Open charlesbluca opened 1 month ago
As far as I remember, you need to install nvcc_linux-64=11.8
, could you check if that works?
Installing that, it seems like the resulting nvcc
bin is just wrapping what I assume is a system installation of nvcc
?
→ conda list nvcc
# packages in environment at /home/charlesb/miniforge3/envs/ucxx-cuda-118:
#
# Name Version Build Channel
nvcc_linux-64 11.8 h9852d18_24 conda-forge
→ nvcc
/home/charlesb/miniforge3/envs/ucxx-cuda-118/bin/nvcc: line 9: /bin/nvcc: No such file or directory
→ cat /home/charlesb/miniforge3/envs/ucxx-cuda-118/bin/nvcc
#!/bin/bash
for arg in "${@}" ; do
case ${arg} in -ccbin)
# If -ccbin argument is already provided, don't add an additional one.
exec "${CUDA_HOME}/bin/nvcc" "${@}"
esac
done
exec "${CUDA_HOME}/bin/nvcc" -ccbin "${CXX}" "${@}"
IIRC, with CUDA 11.x CUDA_HOME
is redefined during conda activate
. Can you check if deactivating and reactivating your environment changes the behavior?
By "redefined" I mean it should be redefined to $CONDA_PREFIX
.
Ah thanks for that tip - this highlights what I assume is an underlying issue here, in that we aren't able to locate the CUDA_HOME
during environment activation:
→ conda activate ucxx-cuda-118
Cannot determine CUDA_HOME: cuda-gdb not in PATH
This warning specifically starts popping up with the installation of nvcc_linux-64
in the environment
I had this discussion with @robertmaynard in the past, his answer was:
conda nvcc scrip uses cuda-gdb to determine the cuda install location if CUDA_HOME hasn't been explicitly set beforehand so if the machine doesn't have cuda-gdb the conda activation scripts will fail to setup CUDA_HOME, which you will need to do manually
So yeah, I think you need a system install of CTK for CUDA 11.x to be able to compile.
Thanks @pentschev, installed CTK 12.5 on my system (seemingly the oldest version available for ubuntu24.04 right now), and that unblocked builds.
Moving forward, can or should we explicitly encode a CTK dependency similar to what RMM is doing in its CMakeLists.txt?
https://github.com/rapidsai/rmm/blob/c494395e58288cac16321ce90e9b15f3508ae89a/CMakeLists.txt#L62-L65
Or is this too brittle of a solution, with just general documentation of system installing CTK for 11.x builds making more sense?
Also worth noting that it seems like there's more required than just proper setting of CUDA_HOME
here, as even manually setting it to the CONDA_PREFIX
above that I can see contains libcudart
seems to raise the same failures
Also worth noting that it seems like there's more required than just proper setting of
CUDA_HOME
here, as even manually setting it to theCONDA_PREFIX
above that I can see containslibcudart
seems to raise the same failures
Can you try setting the env variable CUDA_PATH
that is what is used by CMake ( not CUDA_HOME ).
Thanks for the tip - looks like that's still failing.
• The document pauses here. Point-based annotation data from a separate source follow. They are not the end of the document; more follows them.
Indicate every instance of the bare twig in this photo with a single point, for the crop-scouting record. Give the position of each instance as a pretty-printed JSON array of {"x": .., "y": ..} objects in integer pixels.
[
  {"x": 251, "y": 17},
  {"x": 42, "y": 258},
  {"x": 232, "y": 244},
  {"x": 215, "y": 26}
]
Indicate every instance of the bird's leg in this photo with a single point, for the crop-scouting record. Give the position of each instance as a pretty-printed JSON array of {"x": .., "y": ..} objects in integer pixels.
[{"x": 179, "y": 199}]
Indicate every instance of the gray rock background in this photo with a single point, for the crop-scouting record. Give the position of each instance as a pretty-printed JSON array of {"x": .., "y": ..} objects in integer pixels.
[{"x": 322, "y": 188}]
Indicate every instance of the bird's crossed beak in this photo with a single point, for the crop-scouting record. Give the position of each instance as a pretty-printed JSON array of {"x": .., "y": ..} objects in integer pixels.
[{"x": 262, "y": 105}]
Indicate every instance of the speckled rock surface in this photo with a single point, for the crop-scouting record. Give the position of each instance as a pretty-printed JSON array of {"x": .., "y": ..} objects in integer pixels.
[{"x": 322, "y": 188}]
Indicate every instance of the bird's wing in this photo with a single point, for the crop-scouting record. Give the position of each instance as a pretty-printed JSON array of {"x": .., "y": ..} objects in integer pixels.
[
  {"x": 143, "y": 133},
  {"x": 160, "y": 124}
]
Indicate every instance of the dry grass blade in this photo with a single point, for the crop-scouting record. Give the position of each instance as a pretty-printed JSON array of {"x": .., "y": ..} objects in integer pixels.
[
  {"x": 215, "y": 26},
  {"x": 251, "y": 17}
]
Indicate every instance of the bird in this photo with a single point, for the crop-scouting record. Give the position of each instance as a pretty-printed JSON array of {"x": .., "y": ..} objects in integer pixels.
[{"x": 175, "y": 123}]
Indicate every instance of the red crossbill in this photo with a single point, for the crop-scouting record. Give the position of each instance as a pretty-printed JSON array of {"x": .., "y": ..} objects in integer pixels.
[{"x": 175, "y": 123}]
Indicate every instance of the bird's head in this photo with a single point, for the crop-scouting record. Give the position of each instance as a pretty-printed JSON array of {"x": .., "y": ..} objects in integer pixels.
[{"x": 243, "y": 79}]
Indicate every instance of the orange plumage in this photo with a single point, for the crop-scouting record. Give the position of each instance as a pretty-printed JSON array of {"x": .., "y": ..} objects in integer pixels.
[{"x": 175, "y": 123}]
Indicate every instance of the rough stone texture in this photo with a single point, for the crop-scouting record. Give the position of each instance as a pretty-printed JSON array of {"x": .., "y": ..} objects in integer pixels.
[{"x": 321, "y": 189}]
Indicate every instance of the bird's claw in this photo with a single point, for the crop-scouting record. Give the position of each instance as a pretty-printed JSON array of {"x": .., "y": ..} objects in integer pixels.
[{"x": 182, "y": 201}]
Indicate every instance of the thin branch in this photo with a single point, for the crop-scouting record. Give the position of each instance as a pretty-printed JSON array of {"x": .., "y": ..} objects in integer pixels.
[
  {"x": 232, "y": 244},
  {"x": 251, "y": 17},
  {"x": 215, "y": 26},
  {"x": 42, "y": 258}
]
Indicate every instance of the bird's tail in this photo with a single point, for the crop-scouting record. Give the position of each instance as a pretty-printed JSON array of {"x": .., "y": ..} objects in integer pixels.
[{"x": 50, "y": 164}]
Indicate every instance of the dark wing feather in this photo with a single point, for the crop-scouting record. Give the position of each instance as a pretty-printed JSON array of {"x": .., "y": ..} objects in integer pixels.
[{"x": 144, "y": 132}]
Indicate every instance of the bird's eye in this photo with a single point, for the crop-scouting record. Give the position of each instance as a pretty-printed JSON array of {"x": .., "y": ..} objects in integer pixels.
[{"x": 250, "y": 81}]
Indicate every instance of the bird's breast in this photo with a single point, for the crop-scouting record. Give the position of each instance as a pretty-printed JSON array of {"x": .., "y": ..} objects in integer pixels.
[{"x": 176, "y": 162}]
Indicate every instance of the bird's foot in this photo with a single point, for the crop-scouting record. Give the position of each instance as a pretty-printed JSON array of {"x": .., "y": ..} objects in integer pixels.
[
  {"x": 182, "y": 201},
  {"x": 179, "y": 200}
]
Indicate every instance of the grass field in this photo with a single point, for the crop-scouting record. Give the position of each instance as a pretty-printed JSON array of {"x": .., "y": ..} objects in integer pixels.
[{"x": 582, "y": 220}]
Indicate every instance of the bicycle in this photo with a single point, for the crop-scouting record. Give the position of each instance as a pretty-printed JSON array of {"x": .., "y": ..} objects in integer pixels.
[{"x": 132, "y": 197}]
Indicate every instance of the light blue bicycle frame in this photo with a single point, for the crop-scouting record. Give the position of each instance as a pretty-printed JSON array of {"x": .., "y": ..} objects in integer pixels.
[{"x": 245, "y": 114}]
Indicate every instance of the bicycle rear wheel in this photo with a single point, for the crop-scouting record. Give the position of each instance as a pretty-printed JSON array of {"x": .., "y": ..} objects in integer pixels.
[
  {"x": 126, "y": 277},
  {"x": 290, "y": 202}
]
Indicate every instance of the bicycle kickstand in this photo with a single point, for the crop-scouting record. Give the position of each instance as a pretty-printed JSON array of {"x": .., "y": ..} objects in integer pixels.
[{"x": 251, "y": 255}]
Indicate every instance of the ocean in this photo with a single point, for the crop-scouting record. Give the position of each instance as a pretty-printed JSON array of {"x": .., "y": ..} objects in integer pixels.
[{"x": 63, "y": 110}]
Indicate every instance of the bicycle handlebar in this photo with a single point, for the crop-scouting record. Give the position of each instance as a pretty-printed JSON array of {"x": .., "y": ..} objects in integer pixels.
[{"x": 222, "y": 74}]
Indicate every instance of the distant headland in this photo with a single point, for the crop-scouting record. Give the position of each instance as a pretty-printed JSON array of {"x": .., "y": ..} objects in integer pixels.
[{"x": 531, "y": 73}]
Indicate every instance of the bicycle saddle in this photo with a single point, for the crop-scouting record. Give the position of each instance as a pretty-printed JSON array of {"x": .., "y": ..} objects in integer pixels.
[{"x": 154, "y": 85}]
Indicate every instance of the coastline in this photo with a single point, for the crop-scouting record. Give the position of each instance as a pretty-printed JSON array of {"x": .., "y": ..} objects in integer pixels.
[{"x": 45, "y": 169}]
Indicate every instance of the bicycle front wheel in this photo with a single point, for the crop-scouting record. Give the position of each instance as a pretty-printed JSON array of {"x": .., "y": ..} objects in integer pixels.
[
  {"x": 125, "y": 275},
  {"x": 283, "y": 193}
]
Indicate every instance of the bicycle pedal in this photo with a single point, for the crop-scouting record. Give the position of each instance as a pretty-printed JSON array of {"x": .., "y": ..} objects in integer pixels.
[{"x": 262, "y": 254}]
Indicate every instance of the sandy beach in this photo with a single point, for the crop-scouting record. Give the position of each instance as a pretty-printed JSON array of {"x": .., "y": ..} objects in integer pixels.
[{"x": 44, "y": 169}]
For reference the command I'm working with:
$ CUDA_PATH=/home/charlesb/miniforge3/envs/ucxx-cuda-118 ./build.sh
-- The C compiler identification is GNU 13.3.0
-- The CXX compiler identification is GNU 13.3.0
-- Detecting C compiler ABI info
-- Detecting C compiler ABI info - done
-- Check for working C compiler: /home/charlesb/miniforge3/envs/ucxx-cuda-118/bin/x86_64-conda-linux-gnu-cc - skipped
-- Detecting C compile features
-- Detecting C compile features - done
-- Detecting CXX compiler ABI info
-- Detecting CXX compiler ABI info - done
-- Check for working CXX compiler: /home/charlesb/miniforge3/envs/ucxx-cuda-118/bin/x86_64-conda-linux-gnu-c++ - skipped
-- Detecting CXX compile features
-- Detecting CXX compile features - done
-- Performing Test CMAKE_HAVE_LIBC_PTHREAD
-- Performing Test CMAKE_HAVE_LIBC_PTHREAD - Failed
-- Check if compiler accepts -pthread
-- Check if compiler accepts -pthread - yes
-- Found Threads: TRUE
-- CPM: Using local package rmm@24.12.0
-- Configuring done (2.1s)
CMake Error at /home/charlesb/miniforge3/envs/ucxx-cuda-118/lib/cmake/rmm/rmm-targets.cmake:61 (set_target_properties):
The link interface of target "rmm::rmm" contains:
CUDA::cudart
but the target was not found. Possible reasons include:
* There is a typo in the target name.
* A find_package call is missing for an IMPORTED target.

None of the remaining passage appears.